Sequence analysis of insecticidal genes from Xenorhabdus nematophilus PMFI296

Abstract

Three strains of Xenorhabdus nematophilus showed insecticidal activity when fed to Pieris brassicae (cabbage white butterfly) larvae. From one of these strains (X. nematophilus PMFI296) a cosmid genome library was prepared in Escherichia coli and screened for oral insecticidal activity. Two overlapping cosmid clones were shown to encode insecticidal proteins, which had activity when expressed in E. coli (50% lethal concentration [LC(50)] of 2 to 6 microg of total protein/g of diet). The complete sequence of one cosmid (cHRIM1) was obtained. On cHRIM1, five genes (xptA1, -A2, -B1, -C1, and -D1) showed homology with up to 49% identity to insecticidal toxins identified in Photorhabdus luminescens, and also a smaller gene (chi) showed homology to a putative chitinase gene (38% identity). Transposon mutagenesis of the cosmid insert indicated that the genes xptA2, xptD1, and chi were not important for the expression of insecticidal activity toward P. brassicae. One gene (xptA1) was found to be central for the expression of activity, and the genes xptB1 and xptC1 were needed for full activity. The location of these genes together on the chromosome and therefore present on a single cosmid insert probably accounted for the detection of insecticidal activity in this E. coli clone. Although multiple genes may be needed for full activity, E. coli cells expressing the xptA1 gene from the bacteriophage lambda P(L) promoter were shown to have insecticidal activity (LC(50) of 112 microg of total protein/g of diet). This is contrary to the toxin genes identified in P. luminescens, which were not insecticidal when expressed individually in E. coli.

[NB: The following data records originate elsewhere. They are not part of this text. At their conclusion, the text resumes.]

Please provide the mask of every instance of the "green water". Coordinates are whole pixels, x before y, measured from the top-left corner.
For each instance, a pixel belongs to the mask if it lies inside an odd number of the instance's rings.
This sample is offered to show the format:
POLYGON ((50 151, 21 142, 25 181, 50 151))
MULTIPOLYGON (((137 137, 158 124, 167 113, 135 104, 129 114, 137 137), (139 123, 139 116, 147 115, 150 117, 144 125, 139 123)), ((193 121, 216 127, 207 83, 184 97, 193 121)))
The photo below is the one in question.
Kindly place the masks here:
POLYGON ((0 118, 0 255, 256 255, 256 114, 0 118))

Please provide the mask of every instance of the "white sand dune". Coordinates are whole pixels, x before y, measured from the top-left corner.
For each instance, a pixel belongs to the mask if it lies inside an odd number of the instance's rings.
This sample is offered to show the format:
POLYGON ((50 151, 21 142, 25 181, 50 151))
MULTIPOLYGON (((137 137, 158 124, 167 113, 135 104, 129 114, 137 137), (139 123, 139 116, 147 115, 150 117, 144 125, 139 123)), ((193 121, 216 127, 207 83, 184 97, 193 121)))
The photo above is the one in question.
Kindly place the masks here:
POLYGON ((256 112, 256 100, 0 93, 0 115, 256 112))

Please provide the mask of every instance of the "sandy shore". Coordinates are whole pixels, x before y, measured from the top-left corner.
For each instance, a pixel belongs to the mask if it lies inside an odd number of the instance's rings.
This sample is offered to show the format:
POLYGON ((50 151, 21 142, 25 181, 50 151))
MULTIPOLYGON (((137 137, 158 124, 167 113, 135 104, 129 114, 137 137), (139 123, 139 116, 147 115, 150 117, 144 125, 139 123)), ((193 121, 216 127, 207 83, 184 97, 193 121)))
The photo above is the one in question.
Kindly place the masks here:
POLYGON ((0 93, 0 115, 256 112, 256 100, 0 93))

High-level gene expression and the use of a sensitive insect may have aided in the detection of insecticidal activity in the E. coli clone expressing xptA1. The location of these toxin genes and the chitinase gene and the presence of mobile elements (insertion sequence) and tRNA genes on cHRIM1 indicates that this region of DNA represents a pathogenicity island on the genome of X. nematophilus PMFI296.

FIG. 1

SDS-PAGE analysis of cell extracts from X. nematophilus pMFI296 and E. coli clones. (A) Lane 1, X. nematophilus pMFI296; lane 2, E. coli; lane 3, E. coli (cHRIM1); and lane 4, E. coli (338/2) stained with coomassie brilliant blue. (B) Lane 1, E. coli (cHRIM1) stained with SYPRO Orange. The position of XptA1 is marked with an arrow. Size markers (M) are presented (in kilodaltons).

FIG. 2

Characterization of the contribution of genes on cHRIM1 to insecticidal activity. (A) Map indicating the effect of transposon insertions in genes, including insertions that did not alter insecticidal activity (active) and those that resulted in the loss of insecticidal activity (inactive). Scos, cosmid vector. (B) Map of the insert in the smallest active clone 338/2 constructed using the SalI site at the end of the chitinase gene (chi) and one transposon insertion obtained at the end of the xptA2 gene (dotted lines). (C) Map of insert in plasmid pHRIM801, where the xptA1 gene was expressed from the bacteriophage P_L promoter (P_L).

FIG. 3

Multiple sequence comparison of the protein sequences XptA1 and XptA2 from X. nematophilus and TcbA and TcdA from P. luminescens using the package Plotsimilarity. Scores at amino acid positions along the alignment are presented (Henikoff-Henikoff amino acid similarity score, which ranges from −4 to +11), with the average similarity score represented by a dashed line.

FIG. 4

Map of cHRIM1 indicating the position of mobile elements and areas not related to known insecticidal genes. Restriction sites for SalI and BamHI are shown. transp., hypothetical transposase, retro., retrotransposon; phage, bacteriophage DNA; mit1 and mit2, AT-rich regions similar to mitochondrial DNA; Scos, cosmid vector (size in kilobase pairs).

FIG. 5

SDS-PAGE analysis of the expression of xptA1 from the P_L promoter in E. coli cells. Whole-cell extracts after 18 h of growth at 37°C. Lane 1, E. coli (pHRIM600); lane 2, E. coli. Cell fractions after growth for 4 h at 30°C (lanes 3 and 5) and for 18 h at 30°C (lanes 4 and 6). Samples were separated into inclusion bodies (lanes 3 and 4) and soluble fractions (lanes 5 and 6). Markers (M) are presented (in kilodaltons).